Plant & Animal Genomes XIV Conference Plant & Animal Genomes XIV ConferenceJanuary 14-18, 2006
Town & Country Convention Center
San Diego, CA
Olaf Stelling , Dustin Giberson , Kimberly Sparks , Lakeisha Tillery , Martina Werner , Erik Gustafson , Kelly Marshall , Laura Pajak
Isolation and purification of nucleic acids is a crucial step in basic research, molecular diagnostics and pharmacogenomics applications. Whole blood is commonly used for the extraction of genomic DNA in clinical research settings, but presents many challenges in sample preparation. Blood is rich in proteins, lipids and other cellular materials that need to be effectively removed to isolate high quality genomic DNA. Traditional methods have relied on separation of white blood cells via density gradient centrifugation and extraction with harsh organic chemicals. Column purification techniques exist, but are not easily automated. We present a scalable, 96-well, automatable method for effectively isolating large quantities of genomic DNA from fresh or frozen whole blood using the magnetic-bead based, Solid Phase Reversible Immobilization (SPRI®) technology in the Genfind DNA Isolation Kit. Furthermore, sufficient genomic DNA can be isolated from serum samples for amplification-based analyses.
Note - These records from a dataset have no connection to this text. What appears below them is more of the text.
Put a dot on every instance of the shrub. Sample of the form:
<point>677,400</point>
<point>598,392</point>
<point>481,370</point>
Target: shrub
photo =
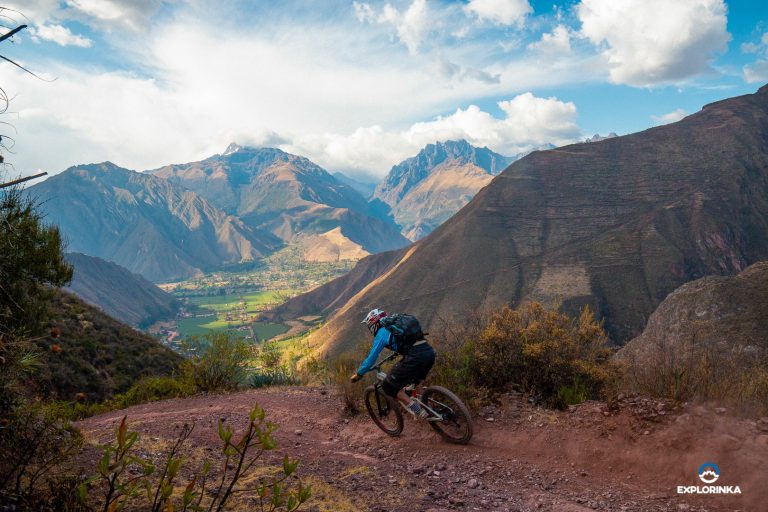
<point>275,377</point>
<point>690,369</point>
<point>125,478</point>
<point>544,352</point>
<point>32,443</point>
<point>218,362</point>
<point>454,341</point>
This SPRI-based process is easily automated to produce high yield, high quality genomic DNA from whole blood. We present automation methods that can process up to 200 µL of whole blood or serum per well when introduced onto the system in a 96-well format. An entire plate of samples can be processed using a multi-channel Biomek FX Laboratory Automation Workstation or 1 to 96 samples in sets of 8 (per column) using a Span-8 Biomek NX Laboratory Automation Workstation.